Eram vinhos de muitas castas mas bastantes tributários dos taninos e da fruta suculenta da Tinta Roriz, casta tão mal amada no Douro dos vinhos tranquilos. Provam-se agora esses tintos e percebe-se que a sua complexidade e longevidade devem mesmo muito a esses taninos da Roriz. E também à acidez da Sousão, ao perfume da Touriga Nacional, à solidez da Touriga Franca e da Tinto Cão e à riqueza própria de todas as outras variedades que entravam no encepamento tradicional das vinhas velhas.
O que aconteceu a estes vinhos? No auge da fama, vendiam-se às paletes. Não eram produções de garagem, como é comum fazer-se hoje para os topos de gama. Do Grande Escolha 1994, por exemplo, foram produzidas 59 mil garrafas. A Vinalda era (e continua a ser) a distribuidora exclusiva e comprava grande parte da produção por atacado, pagando antecipadamente. O apagamento da marca deu-se em paralelo com o afundamento da própria distribuidora. Hoje, tentam ambas reerguer-se, mas agora com novos protagonistas.
Até 2017, a Quinta do Côtto (situada em Cidadelhe, a cerca de 10 quilómetros de Mesão Frio) e o Paço de Teixeiró (situado em Teixeira, já no vizinho concelho de Baião, região dos Vinhos Verdes), ambas propriedade da Montez Champalimaud, eram geridas por Miguel Champalimaud, um homem de convicções fortes. Há quem lhe chame antes teimoso. Em 2004, cansado de abrir garrafas com rolhas contaminadas por TCA, Miguel passou a usar screwcap em todos os vinhos da empresa. A mudança tinha uma razão válida por trás: a indústria da cortiça não dava garantias de fiabilidade. Mas Miguel Champalimaud foi mais longe e, em vez de justificar a mudança com os problemas das rolhas de cortiça, iniciou uma guerra em favor dos méritos da screwcap. Os vinhos da Quinta do Côtto, em especial o Grande Escolha, acabaram vítimas da “teimosia” do seu próprio criador e foram perdendo notoriedade.
Mesmo assim, Miguel Champalimaud nunca recuou. Fez o mesmo em relação ao desinvestimento no vinho do Porto, negócio que nunca foi do seu agrado. Mas há sempre uma altura na vida em que a ordem natural das coisas se inverte e em que são os filhos e meter juízo nos pais. Foi o que aconteceu neste caso. Em 2017, Miguel Champalimaud passou a gestão da empresa para o filho, Miguel Mendia Champalimaud, e este – certamente com a anuência do pai - começou a fazer as mudanças que o mercado reclamava. E uma das primeiras foi passar a usar novamente rolhas de cortiça. “Hoje, a indústria da cortiça já nos garante rolhas isentas de TCA. No tempo do meu pai não dava essa garantia”, justifica Miguel Mendia. A mudança começou com o Quinta do Côtto Grande Escolha 2015 e com o Paço de Teixeiró Branco 2016 e assinala o relançamento de ambas as marcas.
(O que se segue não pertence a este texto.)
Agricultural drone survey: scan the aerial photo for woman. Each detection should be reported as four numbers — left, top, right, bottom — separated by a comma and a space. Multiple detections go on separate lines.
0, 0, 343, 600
Recuperar uma marca é sempre uma tarefa difícil. Mas, no caso da Quinta do Côtto, propriedade com 76 hectares de vinha, há um histórico que avaliza o seu enorme potencial. A quinta tem uma longa tradição ligada ao vinho do Porto, já engarrafa vinhos tranquilos desde o início dos anos 60 do século passado e foi das primeiras da região, se não mesmo a primeira, a fazer vinhos monovarietais (de Bastardo, Sousão e Alvarelhão). O lançamento do Quinta do Côtto Grande Escolha em 1980 teve também algo de revolucionário. Tirando o Barca Velha e o Reserva Especial da Casa Ferreirinha, não havia nada que se lhe comparasse. Marcas como Duas Quintas, Crasto, Vallado, Gaivosa, Redoma, Vale Meão, etc, hoje famosas, só surgiram alguns anos depois.
A Quinta do Côtto pode ter perdido o fulgor desse tempo, mas os vinhos que Miguel Champalimaud deixou para memória futura continuam a ser exemplares, como pudemos comprovar numa prova recente de oito colheitas históricas (duas por cada década) do Grande Escolha. Foi feita na solenidade de uma das salas do enorme solar do início do século XVIII existente na quinta e que a Montez Champalimaud quer também recuperar para enoturismo. É um edifício notável, situado mesmo no alto da aristocrática aldeia de Cidadelhe. As vinhas estendem-se ao seu redor e culminam num bosque que era o encantamento do pai de Miguel Champalimaud, Carlos de Sommer Champalimaud, irmão do empresário António Champalimaud. Carlos Champalimaud esteve à frente dos destinos da quinta entre 1960 e a revolução de Abril de 1974. Quando morreu, exigiu ser enterrado na propriedade, junto a uma das vinhas e rodeado de árvores.
Quatro décadas de um grande vinho
Oito vinhos, dois por décadas e uma conclusão: os melhores tintos Quinta do Côtto Grande Escolha foram feitos nos anos 1980 e 90, quando ainda eram arrolhados com rolhas de cortiça, o álcool não passava dos 13 % e os vinhos eram feitos em grandes cubas de cimento.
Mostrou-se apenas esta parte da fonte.